In dental radiology, different indications, such as impacted- and supplementary teeth, orofacial clefts, pre-surgical planning among others, warrant 3D imaging [
36‐
38]. With regard to sutural maturation status, there is no linear correlation between chronological or skeletal age and mid-palatal suture fusion [
39]. Cross-sectional imaging can be beneficial to the assessment of the precise maturation stage, facilitating clinical decision making and outcome [
13]. Up-to-date, axial CBCT images present the gold standard for the assessment of sutural maturation status [
13,
17,
18]. As opposed to 2D panoramic images, which are routinely performed in dental medicine, CBCT creates 3D images without superimposition with other anatomic landmarks, allowing for a standardized description of mid-palatal sutures maturation [
40,
41]. However, since children and young adults present a large proportion of the orthodontic patient collective, the medical indication for employing ionizing radiation has to be well-considered [
38]. Children are significantly more vulnerable to long term, stochastic irradiation effects than adults, with radiation risk being inversely proportional with age [
42]. With regard to radiation exposure, pronounced differences have been observed between CBCT units, with dose assessment being particularly challenging in children [
43,
44]. CBCT doses in pediatric dento-maxillofacial imaging range from 103 µSv for upper and lower jaw imaging (FOV 10 × 10, small FOV) to 175 µSv for skull protocols (medium 17 × 11 and large 24 × 19 FOV) [
44]. The lifetime attributable risk is particularly high in skull protocols, which have equally been reported to dramatically increase the likelihood of brain cancer in children [
23,
44]. A further disadvantage seems to be that many dental CBCT units are tailored to usage in adults and many do not have imaging protocols specific for a paediatric population, resulting in elevated radiation doses for the thyroid gland, the eye lenses, the brain, and the salivary glands [
42,
45]. Due to the above-mentioned disadvantages of ionising radiation in pediatric dentistry, there have been increasing efforts to implement non-ionising cross-sectional imaging into clinical routine [
31]. In this pilot study we investigated the suitability of 3T MRI for the conspicuity of the hard palate and its adjacent sutures.

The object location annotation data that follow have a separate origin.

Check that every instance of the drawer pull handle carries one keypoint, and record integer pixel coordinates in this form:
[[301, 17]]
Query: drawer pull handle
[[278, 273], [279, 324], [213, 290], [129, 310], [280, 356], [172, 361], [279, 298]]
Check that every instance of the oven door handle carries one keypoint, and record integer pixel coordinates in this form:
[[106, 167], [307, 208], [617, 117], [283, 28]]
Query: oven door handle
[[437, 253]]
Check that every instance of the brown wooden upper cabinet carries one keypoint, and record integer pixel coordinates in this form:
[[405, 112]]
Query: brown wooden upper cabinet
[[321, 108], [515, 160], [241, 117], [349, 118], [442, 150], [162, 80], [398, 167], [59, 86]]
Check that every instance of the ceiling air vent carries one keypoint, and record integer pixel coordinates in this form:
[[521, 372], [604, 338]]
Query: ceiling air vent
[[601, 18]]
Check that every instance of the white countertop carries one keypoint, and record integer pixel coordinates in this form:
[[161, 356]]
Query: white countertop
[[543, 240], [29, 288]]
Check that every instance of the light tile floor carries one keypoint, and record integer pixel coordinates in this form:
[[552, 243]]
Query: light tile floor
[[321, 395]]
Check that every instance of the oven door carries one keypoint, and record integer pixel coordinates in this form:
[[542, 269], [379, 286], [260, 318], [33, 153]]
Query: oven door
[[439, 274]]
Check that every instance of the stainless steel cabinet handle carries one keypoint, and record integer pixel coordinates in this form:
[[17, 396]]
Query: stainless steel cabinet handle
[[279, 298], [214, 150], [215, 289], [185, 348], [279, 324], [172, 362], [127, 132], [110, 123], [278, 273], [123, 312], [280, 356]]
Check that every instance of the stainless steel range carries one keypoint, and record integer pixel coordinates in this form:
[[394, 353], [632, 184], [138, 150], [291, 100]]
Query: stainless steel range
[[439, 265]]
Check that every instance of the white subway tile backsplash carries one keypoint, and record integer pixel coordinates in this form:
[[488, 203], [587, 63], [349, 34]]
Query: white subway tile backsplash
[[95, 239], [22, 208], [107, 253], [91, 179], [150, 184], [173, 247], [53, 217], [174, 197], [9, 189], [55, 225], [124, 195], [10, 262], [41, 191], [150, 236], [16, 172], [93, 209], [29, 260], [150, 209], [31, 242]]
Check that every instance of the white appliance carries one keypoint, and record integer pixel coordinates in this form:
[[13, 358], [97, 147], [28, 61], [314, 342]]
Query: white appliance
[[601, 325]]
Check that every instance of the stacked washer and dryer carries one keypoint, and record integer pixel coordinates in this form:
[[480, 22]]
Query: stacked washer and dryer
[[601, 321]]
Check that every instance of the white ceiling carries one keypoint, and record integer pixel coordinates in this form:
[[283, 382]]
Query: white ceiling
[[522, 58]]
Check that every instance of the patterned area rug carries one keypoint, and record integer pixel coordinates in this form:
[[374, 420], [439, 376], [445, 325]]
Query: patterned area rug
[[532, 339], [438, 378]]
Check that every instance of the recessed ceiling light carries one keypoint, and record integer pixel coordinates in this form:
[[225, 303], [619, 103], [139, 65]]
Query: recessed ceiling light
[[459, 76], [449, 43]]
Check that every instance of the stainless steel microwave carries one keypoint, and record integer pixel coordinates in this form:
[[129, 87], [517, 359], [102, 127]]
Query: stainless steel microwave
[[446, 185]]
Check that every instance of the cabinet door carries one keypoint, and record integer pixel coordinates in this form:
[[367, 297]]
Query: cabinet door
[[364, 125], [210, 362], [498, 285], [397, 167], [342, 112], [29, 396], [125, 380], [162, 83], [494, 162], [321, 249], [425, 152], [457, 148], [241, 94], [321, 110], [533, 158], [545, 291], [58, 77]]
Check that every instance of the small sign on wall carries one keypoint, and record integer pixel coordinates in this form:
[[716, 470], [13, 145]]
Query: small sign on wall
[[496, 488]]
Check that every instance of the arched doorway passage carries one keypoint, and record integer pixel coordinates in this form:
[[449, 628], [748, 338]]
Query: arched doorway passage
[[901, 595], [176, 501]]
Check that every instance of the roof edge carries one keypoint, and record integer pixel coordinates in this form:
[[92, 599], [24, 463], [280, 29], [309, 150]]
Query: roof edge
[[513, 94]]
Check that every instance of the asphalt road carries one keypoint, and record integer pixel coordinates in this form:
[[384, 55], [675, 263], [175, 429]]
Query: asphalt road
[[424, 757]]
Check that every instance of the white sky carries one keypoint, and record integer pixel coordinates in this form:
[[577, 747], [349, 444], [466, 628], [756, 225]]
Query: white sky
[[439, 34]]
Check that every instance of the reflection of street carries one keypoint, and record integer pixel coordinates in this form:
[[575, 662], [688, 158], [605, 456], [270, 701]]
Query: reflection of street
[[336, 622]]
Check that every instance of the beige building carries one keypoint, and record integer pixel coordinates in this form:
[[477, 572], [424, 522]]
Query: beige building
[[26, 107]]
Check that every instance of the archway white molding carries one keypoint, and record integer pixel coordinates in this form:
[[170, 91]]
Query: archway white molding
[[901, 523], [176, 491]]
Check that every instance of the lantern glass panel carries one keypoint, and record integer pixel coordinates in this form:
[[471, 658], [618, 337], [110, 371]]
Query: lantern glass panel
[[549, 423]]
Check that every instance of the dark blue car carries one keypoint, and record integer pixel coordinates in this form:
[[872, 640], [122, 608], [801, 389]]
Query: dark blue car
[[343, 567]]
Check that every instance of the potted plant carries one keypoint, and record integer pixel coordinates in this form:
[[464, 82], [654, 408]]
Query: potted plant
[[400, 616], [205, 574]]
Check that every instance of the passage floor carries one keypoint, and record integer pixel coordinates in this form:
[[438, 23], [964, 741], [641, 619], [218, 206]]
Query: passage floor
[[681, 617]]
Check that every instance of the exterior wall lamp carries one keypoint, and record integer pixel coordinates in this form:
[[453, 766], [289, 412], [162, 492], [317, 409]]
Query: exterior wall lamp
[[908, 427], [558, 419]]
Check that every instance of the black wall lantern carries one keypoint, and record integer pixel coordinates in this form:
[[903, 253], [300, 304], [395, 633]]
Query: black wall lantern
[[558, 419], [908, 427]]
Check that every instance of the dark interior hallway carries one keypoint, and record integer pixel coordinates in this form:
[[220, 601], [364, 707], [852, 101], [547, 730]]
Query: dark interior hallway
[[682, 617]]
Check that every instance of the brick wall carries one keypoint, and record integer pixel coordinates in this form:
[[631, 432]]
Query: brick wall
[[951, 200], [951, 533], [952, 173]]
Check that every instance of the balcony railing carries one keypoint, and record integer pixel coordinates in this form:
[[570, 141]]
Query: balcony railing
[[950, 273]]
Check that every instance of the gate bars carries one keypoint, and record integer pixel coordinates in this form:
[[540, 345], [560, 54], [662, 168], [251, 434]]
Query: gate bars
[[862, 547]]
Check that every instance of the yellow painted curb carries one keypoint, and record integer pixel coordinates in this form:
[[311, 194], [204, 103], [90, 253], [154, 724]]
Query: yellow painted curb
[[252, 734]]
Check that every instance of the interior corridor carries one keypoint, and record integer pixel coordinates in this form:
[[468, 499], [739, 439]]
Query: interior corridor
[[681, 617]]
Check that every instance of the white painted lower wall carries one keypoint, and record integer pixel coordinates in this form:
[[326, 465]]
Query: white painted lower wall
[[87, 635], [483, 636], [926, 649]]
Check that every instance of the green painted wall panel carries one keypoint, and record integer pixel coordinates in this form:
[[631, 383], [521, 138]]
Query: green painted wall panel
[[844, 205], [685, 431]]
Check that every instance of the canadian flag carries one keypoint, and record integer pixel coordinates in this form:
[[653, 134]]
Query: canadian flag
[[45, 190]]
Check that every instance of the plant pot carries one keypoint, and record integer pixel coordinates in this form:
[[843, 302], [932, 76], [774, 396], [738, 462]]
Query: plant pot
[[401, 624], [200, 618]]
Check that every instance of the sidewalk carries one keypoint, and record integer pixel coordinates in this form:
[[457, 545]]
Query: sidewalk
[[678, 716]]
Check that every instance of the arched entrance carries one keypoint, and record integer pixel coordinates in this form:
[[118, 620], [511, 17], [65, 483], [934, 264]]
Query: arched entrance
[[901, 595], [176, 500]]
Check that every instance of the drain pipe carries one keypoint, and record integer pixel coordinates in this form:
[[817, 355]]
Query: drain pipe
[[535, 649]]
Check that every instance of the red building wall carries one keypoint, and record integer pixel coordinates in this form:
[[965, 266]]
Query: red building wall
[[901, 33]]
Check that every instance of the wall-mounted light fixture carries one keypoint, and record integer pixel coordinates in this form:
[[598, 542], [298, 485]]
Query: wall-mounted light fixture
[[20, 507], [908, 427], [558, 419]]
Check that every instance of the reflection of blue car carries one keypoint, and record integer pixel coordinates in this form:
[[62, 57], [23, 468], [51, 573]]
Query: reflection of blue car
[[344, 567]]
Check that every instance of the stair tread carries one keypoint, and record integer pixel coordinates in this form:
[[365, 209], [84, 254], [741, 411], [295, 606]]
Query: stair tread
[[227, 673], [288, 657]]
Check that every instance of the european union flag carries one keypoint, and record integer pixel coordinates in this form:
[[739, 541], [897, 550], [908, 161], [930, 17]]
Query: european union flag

A robust intra-, and inter-rater reliability were observed, however, our reliabilities values are not as high as those reported in other CBCT studies, evaluating sutural maturation [
17,
39]. This might be attributed to the image quality of MRI, which is still inferior to CT/CBCT, particularly with regard to spatial resolution. Furthermore, dentists are not accustomed to routinely evaluate MR images, however, with respective training, the skills in evaluating dental MRI could certainly be improved. We consciously inverted the T1w MRI sequences to obtain an image impression that is comparable to CBCT, facilitating the transition from CBCT to MRI for dentists (Fig.
6). Discrepancies with regard to inter-rater reliability, were primarily found in stages B, C and D while stages A and E were scored with relative ease. This might be due to the fact that stages A (an open and wide suture, Figs.
1A,
6A) and E (a completely fused suture, Figs.
1E,
6E) are more likely a visual diagnosis with less differential diagnostic contemplations to be made. In patients with a very high or very thick palate, the respective axial slices are often not appropriate for the visualization of the entire suture in a single image. In those cases, the evaluation of at least two slices per jaw has been described by Angelieri et al. for a valid assessment of the actual anatomy [
17]. We utilized curved MPR reconstructions, which are widely available on MRI scanners and in 3D post-processing tools. Those curved reconstructions and can ease the reading and increase the accuracy of the respective maturation status (Fig.
5). The fact that our approach is based on MRI data, might certainly present a limitation for many dentists, since MRI, as opposed to CBCT, is not readily available in every clinical setting. In addition, the acquisition recording time of 07:26 min is quite long, which leads to an increased risk of movement artefacts and is impractical in clinical orthodontic routine. However, with novel MRI devices and respective protocol optimization using artificial intelligence, acquisition times are likely to decrease in the near future, resulting in patient friendly examination times. Due to the retrospective design of this study the patient collective is comprised of adults only and the respective MR sequences have to be confirmed in paediatric patients to improve clinical validity. The validity of the Angelieri method in general has been questioned and alternative grading methods based on CBCT images e.g. density of the sutural area relative to soft tissues have been introduced [
46]. The presented MRI protocol might, therefore, be helpful to reduce ionizing radiation in other study settings investigating the hard palate and adjacent sutures. The results of the preset pilot study display the feasibility of 3T MRI with a T1w single slab 3D TSE sequence for the depiction of the hard palate and mid-palatal suture. Inversion of the MR images yields a closer resemblance to an image impression comparable to CBCT. Further studies with larger sample sizes, including a pediatric collective, are aimed to improve and standardize non-ionizing imaging in dental radiology.